There appears to be a potential race condition in the SimulcastConsumer’s spatial layer switching logic that could lead to the corruption of a key frame if its constituent RTP packets arrive out of order. This can result in a failed NACK recovery, forcing a more disruptive PLI/FIR recovery cycle.
Problem Analysis:
The core of the issue lies in how SimulcastConsumer handles the transition to a new spatial layer. The logic seems to make a simplifying assumption: that the first packet of a key frame from the new target spatial layer to arrive is also the one with the lowest sequence number.
This is a specific scenario:
The SimulcastConsumer is currently forwarding spatialLayer = 0. The application requests a switch to a higher layer, so targetSpatialLayer becomes 1.
The Producer sends a key frame for spatialLayer = 1. This key frame is large and is fragmented into multiple RTP packets (e.g., with sequence numbers 1000, 1001, 1002).
Due to network conditions, the packets arrive at the SimulcastConsumer in a reordered sequence: 1001, 1000, 1002.
SimulcastConsumer Processes This:
Packet 1001 Arrives First: It’s a key frame on the targetSpatialLayer.
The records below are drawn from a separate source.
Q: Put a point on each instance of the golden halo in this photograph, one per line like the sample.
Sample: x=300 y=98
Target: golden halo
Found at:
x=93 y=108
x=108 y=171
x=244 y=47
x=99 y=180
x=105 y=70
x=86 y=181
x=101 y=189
Packet 1001 is processed and forwarded.
Packet 1000 Arrives Second: Identified as an “old” packet from the previous layer and is dropped.
if (!shouldSwitchCurrentSpatialLayer && this->checkingForOldPacketsInSpatialLayer)
{
// If this is a packet previous to the spatial layer switch, ignore the packet.
if (SeqManager<uint16_t>::IsSeqLowerThan(
packet->GetSequenceNumber(), this->snReferenceSpatialLayer))
{
#ifdef MS_RTC_LOGGER_RTP
packet->logger.Dropped(
RtcLogger::RtpPacket::DropReason::PACKET_PREVIOUS_TO_SPATIAL_LAYER_SWITCH);
#endif
this->rtpSeqManager->Drop(packet->GetSequenceNumber());
return;
}
else if (SeqManager<uint16_t>::IsSeqHigherThan(
packet->GetSequenceNumber(), this->snReferenceSpatialLayer + MaxSequenceNumberGap))
{
this->checkingForOldPacketsInSpatialLayer = false;
}
}
Consequences:
The SimulcastConsumer forwards an incomplete key frame to the receiver.
The receiver’s decoder fails, leading to visual artifacts (freezing, green screen, etc.).
The receiver’s Jitter Buffer detects the missing packet and sends a NACK request.
The NACK request fails because the dropped packet was never added to the RtpStreamSend history buffer in mediasoup.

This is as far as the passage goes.